Vorrei iniziare con la definizione di "trappola cognitiva": è una distorsione sistematica della realtà che porta a comportamenti inefficaci.
Molte di queste trappole cognitive hanno origine nella storia individuale di ogni singolo ma, molte altre, hanno invece radici culturali; una delle più diffuse nella nostra società è l'idea che sia possibile e doveroso sfuggire ad ogni forma di disagio, anche minima.
Pensiamo ad esempio a tutti i piccoli inconvenienti quotidiani come fastidi, dolorini o un semplice mal di testa; essi non sono più considerati come inevitabili contrattempi che ci accompagnano fin dall'alba dei tempi ma come emergenze di cui è necessario sbarazzarsi immediatamente.
E qui vediamo il fiorire di migliaia di prodotti farmaceutici il cui potere commerciale non è insito nella possibilità terapeutica ma dal fatto di fungere da "pronto soccorso emotivo"; quando dico questo mi riferisco al fatto che sanno rendere tacito il senso di angoscia che è prodotto dal fastidio.
I messaggi pubblicitari su tutti i mass media fanno la loro parte ribadendo continuamente la convinzione che una storta o un semplice mal di schiena rappresentino ostacoli sul cammino verso la felicità della nostra specie; felicità che è però fortunatamente riacquistabile a patto di utilizzare i prodotti reclamizzati.
Ovviamente la lotta contro ogni tipo di disagio non si ferma ai fastidi fisici o pseudo tali, di lì il passo alle emozioni e gli stati d'animo "negativi" è breve.
Oggigiorno è mentalità diffusa che sia possibile cambiare in modo istantaneo gli stati d'animo come si cambia un canale alla televisione, se questi contengono esperienze non gradevoli.

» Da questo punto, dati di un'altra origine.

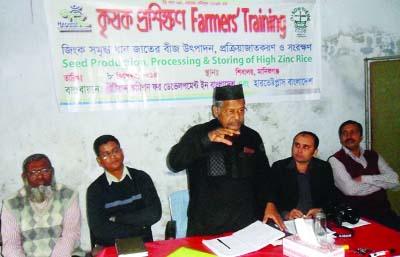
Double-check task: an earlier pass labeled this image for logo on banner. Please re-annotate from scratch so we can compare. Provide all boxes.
[57,5,92,32]
[290,7,311,37]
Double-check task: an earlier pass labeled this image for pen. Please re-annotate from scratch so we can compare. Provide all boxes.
[217,238,231,249]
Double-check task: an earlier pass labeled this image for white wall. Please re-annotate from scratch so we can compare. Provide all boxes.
[0,0,400,249]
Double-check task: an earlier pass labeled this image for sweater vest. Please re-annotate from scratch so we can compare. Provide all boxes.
[5,184,84,257]
[334,149,390,218]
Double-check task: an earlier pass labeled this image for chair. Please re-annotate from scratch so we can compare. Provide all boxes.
[165,189,189,239]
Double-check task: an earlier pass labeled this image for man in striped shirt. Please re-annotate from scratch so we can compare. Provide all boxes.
[1,154,85,257]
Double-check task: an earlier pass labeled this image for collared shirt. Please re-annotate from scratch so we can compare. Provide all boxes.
[104,166,132,186]
[288,159,312,214]
[328,147,399,196]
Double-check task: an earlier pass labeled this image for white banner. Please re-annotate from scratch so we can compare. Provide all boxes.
[45,0,321,111]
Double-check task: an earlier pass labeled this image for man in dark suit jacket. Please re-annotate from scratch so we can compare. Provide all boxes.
[264,131,334,228]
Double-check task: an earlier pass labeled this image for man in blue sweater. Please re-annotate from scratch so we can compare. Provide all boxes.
[86,135,161,246]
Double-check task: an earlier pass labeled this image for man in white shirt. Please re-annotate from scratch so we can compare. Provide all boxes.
[1,154,85,257]
[328,120,400,231]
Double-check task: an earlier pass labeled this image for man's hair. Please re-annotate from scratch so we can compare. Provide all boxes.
[22,153,52,173]
[293,131,319,149]
[93,135,120,156]
[338,120,362,137]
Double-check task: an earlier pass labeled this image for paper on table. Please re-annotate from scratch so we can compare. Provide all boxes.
[203,221,285,257]
[342,219,371,228]
[294,218,320,246]
[284,219,335,236]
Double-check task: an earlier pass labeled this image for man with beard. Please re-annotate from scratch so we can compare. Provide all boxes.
[329,120,400,230]
[265,131,334,228]
[167,85,269,236]
[86,135,161,249]
[1,154,85,257]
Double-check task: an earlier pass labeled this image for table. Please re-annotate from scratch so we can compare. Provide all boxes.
[96,218,400,257]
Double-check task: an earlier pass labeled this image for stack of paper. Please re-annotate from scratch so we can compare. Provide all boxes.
[115,236,148,257]
[167,246,216,257]
[203,218,285,257]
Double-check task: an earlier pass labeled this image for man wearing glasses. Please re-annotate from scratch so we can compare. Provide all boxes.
[86,135,161,247]
[167,85,270,236]
[1,154,85,257]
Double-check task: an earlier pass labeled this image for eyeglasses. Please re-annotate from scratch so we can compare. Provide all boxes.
[100,147,121,160]
[222,107,246,116]
[27,168,53,177]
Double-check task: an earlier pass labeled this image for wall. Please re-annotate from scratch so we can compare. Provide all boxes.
[0,0,400,249]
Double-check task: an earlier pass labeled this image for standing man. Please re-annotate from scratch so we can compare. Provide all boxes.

Questo che io chiamerei "zapping emotivo" ci deruba dell'aspetto positivo che, paradossalmente le emozioni negative hanno; senso di frustrazione, paura o tristezza sono dette a torto "emozioni negative" io le chiamerei piuttosto "spiacevoli" semplicemente perché, al quaglio, hanno utilità pari a quelle che chiamiamo "positive": Esse sono segnali importanti.
Ci avvertono, ognuna in modo diverso, che qualcosa non va.

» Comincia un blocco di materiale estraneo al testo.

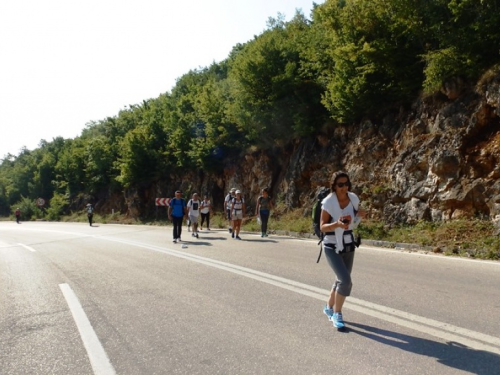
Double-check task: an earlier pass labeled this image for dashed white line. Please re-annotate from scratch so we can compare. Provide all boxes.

Ci forniscono la motivazione e, a volte, anche la spinta fisica a muoverci per toglierci da situazioni indesiderate, o per trovare soluzioni ad esse.
A questo punto probabilmente va da se che le emozioni, frettolosamente definite negative, non vanno evitate o sostituite con altre "più positive": vanno ascoltate!

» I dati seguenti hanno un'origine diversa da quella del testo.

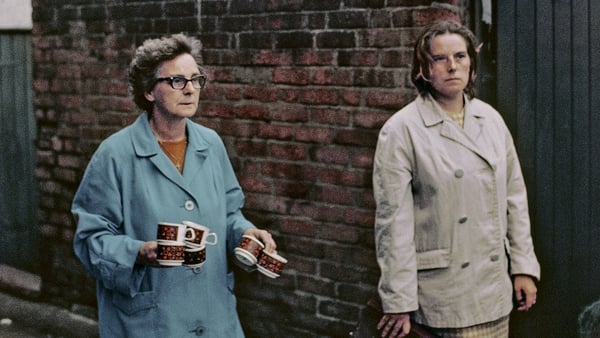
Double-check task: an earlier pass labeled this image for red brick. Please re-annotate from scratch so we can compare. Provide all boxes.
[273,68,308,85]
[342,90,361,106]
[256,124,294,140]
[271,106,309,122]
[311,68,353,86]
[243,87,278,102]
[294,50,335,66]
[354,111,392,129]
[267,143,307,161]
[240,176,273,194]
[233,105,269,120]
[366,90,414,110]
[313,146,352,165]
[275,181,311,199]
[299,89,338,105]
[310,108,350,126]
[254,50,292,66]
[294,127,334,144]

Il continuo tapparci le orecchie le renderà una modalità di segnale che si riproporrà nel tempo in maniera cronica.
Saper entrare in relazione con la sofferenza al giorno d'oggi è un comportamento in via d'estinzione nella nostra cultura ma, se ci pensi, nel mondo sportivo ad esempio sarebbe fondamentale.
Esiste un evidente conflitto tra la ricerca della performance e il proteggersi da ogni irrisorio disagio.
Il dolore atletico è una compagnia costante per chi ricerca la prestazione; non tragga in inganno la voce "dolore atletico" non è una nuova categoria di sensazioni, l'aggettivo fa semplicemente riferimento alle cause che lo producono, ovvero la pratica sportiva.
E' strano come la trappola cognitiva rappresentata dall'illusione di poter sfuggire da ogni disagio, invece di lavorare per accettarlo, attanaglia tutto perfino la psicologia dello sport.
Un grande numero delle tecniche più popolari del settore nasce proprio sotto il segno di questa illusione: allenarsi a visualizzare se stessi mentre si taglia il traguardo freschi profumati e sorridenti può essere rischioso se ci fa dimenticare che molto probabilmente non arriveremo per nulla freschi profumati e sorridenti; tale dimenticanza avrà un prezzo alquanto salato, che si rischia di dover pagare senza sconti nel bel mezzo della gara.
Tutte le tecniche finalizzate a sopprimere gli stati interni negativi sono illusorie allo stesso modo se pretendono di difenderci dal contatto con la sofferenza; non solo non la tengono lontana ma, nel momento in cui entriamo in contatto con essa, ci rendono ancora più vulnerabili.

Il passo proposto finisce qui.